Por esta altura, já todos deveríamos saber que a medida de expulsão dos ciganos em França é populista e que Sarkozy está simplesmente a fazer o que a massa eleitoral que votou nele espera que ele faça. Os pensadores que gostam de pensar de si próprios que são progressistas e que torcem o nariz (porque torcer outro tipo de apêndices anatómicos é substancialmente mais doloroso) a esta medida nada cosmopolita, são apanhados numa armadilha intelectual, ao considerar o político acima mencionado, como um trauliteiro bárbaro e tirânico, que comanda um estado policial.
Ainda por cima, valha-nos o iluminado Nosso Senhor Voltaire, numa nação conhecida pela sua cultura, mas cuja contribuição cultural para o mundo, hoje em dia, é anedótica.
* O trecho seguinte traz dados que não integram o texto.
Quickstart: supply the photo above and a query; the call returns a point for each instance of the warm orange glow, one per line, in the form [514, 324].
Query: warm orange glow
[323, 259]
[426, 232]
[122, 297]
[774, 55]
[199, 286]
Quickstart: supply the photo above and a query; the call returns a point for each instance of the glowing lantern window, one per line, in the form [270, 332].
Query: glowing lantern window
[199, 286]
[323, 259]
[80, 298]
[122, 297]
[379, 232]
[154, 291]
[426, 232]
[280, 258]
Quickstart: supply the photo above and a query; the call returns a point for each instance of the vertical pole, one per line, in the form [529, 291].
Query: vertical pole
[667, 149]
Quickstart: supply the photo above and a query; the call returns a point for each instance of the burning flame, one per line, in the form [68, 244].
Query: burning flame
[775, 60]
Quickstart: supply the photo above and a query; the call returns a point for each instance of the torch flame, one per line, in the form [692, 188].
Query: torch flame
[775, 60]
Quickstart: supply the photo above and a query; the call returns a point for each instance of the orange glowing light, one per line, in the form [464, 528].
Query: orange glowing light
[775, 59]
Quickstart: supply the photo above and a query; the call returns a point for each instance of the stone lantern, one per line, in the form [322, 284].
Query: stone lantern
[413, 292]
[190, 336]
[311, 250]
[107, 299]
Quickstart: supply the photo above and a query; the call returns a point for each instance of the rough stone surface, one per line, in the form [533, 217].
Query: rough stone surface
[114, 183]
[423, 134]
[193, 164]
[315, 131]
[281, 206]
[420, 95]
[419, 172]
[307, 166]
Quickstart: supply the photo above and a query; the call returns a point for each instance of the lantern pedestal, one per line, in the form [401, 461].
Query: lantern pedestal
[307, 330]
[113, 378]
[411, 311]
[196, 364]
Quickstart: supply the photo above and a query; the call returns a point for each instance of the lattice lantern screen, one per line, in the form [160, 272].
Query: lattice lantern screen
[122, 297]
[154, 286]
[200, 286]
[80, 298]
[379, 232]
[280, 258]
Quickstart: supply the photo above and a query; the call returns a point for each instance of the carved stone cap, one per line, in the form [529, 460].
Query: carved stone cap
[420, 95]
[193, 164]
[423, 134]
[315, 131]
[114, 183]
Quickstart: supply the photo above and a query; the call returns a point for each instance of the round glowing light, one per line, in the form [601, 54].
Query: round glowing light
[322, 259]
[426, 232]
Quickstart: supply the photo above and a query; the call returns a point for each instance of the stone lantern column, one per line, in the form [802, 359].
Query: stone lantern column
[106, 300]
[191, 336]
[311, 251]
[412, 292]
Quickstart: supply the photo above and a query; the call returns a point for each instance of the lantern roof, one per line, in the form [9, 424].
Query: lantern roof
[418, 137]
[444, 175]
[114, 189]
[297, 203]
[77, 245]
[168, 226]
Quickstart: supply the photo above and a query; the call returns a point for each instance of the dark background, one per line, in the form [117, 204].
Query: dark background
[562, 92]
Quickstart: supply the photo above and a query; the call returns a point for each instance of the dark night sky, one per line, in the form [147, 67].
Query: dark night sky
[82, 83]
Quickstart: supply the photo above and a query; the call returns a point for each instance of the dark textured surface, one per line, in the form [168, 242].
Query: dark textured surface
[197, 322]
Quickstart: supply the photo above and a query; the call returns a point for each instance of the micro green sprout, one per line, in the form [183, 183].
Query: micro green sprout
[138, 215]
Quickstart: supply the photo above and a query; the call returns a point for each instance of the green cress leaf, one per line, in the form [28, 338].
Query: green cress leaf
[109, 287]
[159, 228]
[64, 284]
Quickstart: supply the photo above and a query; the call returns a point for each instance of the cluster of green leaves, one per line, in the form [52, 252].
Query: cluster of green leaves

Apesar disso, os pensadores metropolitanos elogiam a cultura francesa, cujo conhecimento usam abundantemente como expoente máximo de snobismo e de superioridade intelectual sobre os pobres desgraçados suburbanos, que nunca viram um filme do Jacques Tati, leram Sartre ou ouviram um disco de Georges Brassens.
De resto, a comunidade blogosférica tem trazido à colação o manouche lendário do guitarrista Django Reinhardt (por razões óbvias) embora sem dar o mesmo destaque ao triveleiro artista (de qualidade substancialmente inferior) Ricardo Quaresma, que agora labora na Turquia (com o mesmo número de ciganos do que a Roménia, embora mais diluídos na população). País que felizmente não pertence à União Europeia.
"Os países mais centrais da Europa", dos quais os ciganos foram sendo "empurrados", não devem ser a França (cerca de 500 mil ciganos) nem a Hungria (mais de 200 mil) ou mesmo a Itália (130 mil) ou a Alemanha (70 mil). Um erro demográfico e demagógico, perfeitamente compreensível no calor do combate aos pensadores romanófilos.
Para essa fauna, os ciganos são todos como Joaquím Cortés ou Bajram Severdžam e vivemos todos num mundo onde defender os oprimidos e os coitadinhos faz parte do nosso próprio código genético porque fica bem. Finalizo esta reflexão com a óbvia descrição de uma experiência pessoal.
Quando era gaiato, eu e um grupo de gaiatos da minha idade jogávamos à bola com os filhos gaiatos de uma família cigana, que se veio a "instalar" num edifício onde anteriormente funcionava uma comissão de moradores. Daquelas que funcionavam no pós-25 de Abril e que posteriormente se dissolveram.
Apesar de se terem tentado integrar, os ciganos sempre foram vistos com desconfiança pelos restantes vizinhos, que torciam o nariz (porque torcer outro tipo de apêndices anatómicos é substancialmente mais doloroso) à sua presença no bairro.
Talvez isso se devesse ao facto de estes viverem na sua própria sociedade, em vez de viverem à margem da nossa, como acontece com os toxicodependentes ou os criminosos, e de se auto-ostracizarem devido a isso.